Over Thanksgiving, we were in Arlington visiting my parents and then Cara flew to Europe for the week for work. We felt that we were getting behind on Christmas prep, so I wanted to get a tree before she got back. Pulling a nine and a half foot tree off the roof of my car and standing up in our living room really isn’t in my wheelhouse right now so I had to ask a friend help me out. So instead of him going home to help with his toddler twins at home one night, he put up my Christmas tree. Little things mean a lot, and make a huge difference. His wife somehow finds time between chasing the kids and being a partner at a big law firm in town to make us casseroles. One less thing for us to worry about. It makes a difference.
A few weeks ago we went to a fundraiser for the SC Chapter of the ALS Association. It is an organization going to great lengths to support families dealing with ALS. I hadn’t quite realized it, but the idea of having this event in Columbia sprung from an email a good friend of mine wrote to SCALSA saying he would love to help put on an event. I met him through soccer and a local pub. When we first moved to Columbia, I played pick up soccer regularly. One week some guys invited me to play on their indoor team. We lost the first game, but afterwards some guys from the other team made the mistake of telling me that if I followed them back to the pub, the first beer would be on the house.
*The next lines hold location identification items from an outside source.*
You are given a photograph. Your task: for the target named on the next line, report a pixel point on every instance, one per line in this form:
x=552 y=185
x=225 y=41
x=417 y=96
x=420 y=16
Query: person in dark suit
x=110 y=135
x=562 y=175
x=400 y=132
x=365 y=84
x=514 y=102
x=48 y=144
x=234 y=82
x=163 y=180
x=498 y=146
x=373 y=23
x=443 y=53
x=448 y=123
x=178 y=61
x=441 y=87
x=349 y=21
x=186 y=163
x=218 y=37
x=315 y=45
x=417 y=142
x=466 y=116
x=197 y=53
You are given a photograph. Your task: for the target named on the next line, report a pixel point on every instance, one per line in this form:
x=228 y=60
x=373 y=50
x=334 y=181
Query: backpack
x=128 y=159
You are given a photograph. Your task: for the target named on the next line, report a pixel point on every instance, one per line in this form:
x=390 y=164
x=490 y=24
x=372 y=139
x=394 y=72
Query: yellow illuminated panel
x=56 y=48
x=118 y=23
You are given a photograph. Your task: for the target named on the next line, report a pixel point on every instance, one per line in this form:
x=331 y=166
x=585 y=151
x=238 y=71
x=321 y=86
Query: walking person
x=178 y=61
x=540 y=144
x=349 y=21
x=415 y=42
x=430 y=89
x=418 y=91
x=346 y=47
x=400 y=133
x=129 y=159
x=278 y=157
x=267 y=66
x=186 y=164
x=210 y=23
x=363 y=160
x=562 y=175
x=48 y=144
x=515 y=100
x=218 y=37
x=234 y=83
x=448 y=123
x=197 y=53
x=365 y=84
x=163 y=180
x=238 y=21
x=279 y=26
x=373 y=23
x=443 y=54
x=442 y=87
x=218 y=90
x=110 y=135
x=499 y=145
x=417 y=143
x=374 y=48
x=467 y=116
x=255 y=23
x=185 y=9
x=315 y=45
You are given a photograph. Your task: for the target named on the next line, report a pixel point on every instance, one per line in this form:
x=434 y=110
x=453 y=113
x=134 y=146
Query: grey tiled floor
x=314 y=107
Needless to say, I soon joined the pub’s team, and for the next couple years spent my Thursday nights playing indoor and then hanging out too late for a school night with this motley group of guys. Now the pub is a place where I can go watch a match and know I’ll bump into a good friend.
Early in the fall, I heard from SCALSA they were planning an event up here and I joined their planning committee. I was touched when I got to the first meeting and a bunch of my buddies from the pub were there. I didn’t even know they were familiar with the association. After a few months of meetings and planning by these guys and a big crew of additional volunteers (and new friends), the event went off without a hitch. A good turnout, plenty of food, a successful silent auction, and most importantly good times had by all. A big crew from Cara’s office showed up, and a hefty proportion of the O30/O40 Columbia soccer community. Even a bunch of guys who have plenty of reasons to avoid me like the plague! This means something. In a roomful of people like that no one affected by ALS could feel like they are in it alone.
After 9 months, I know more about ALS. I know there are things that should change. I know there is work to be done. And I know there are plenty of reasons for hope.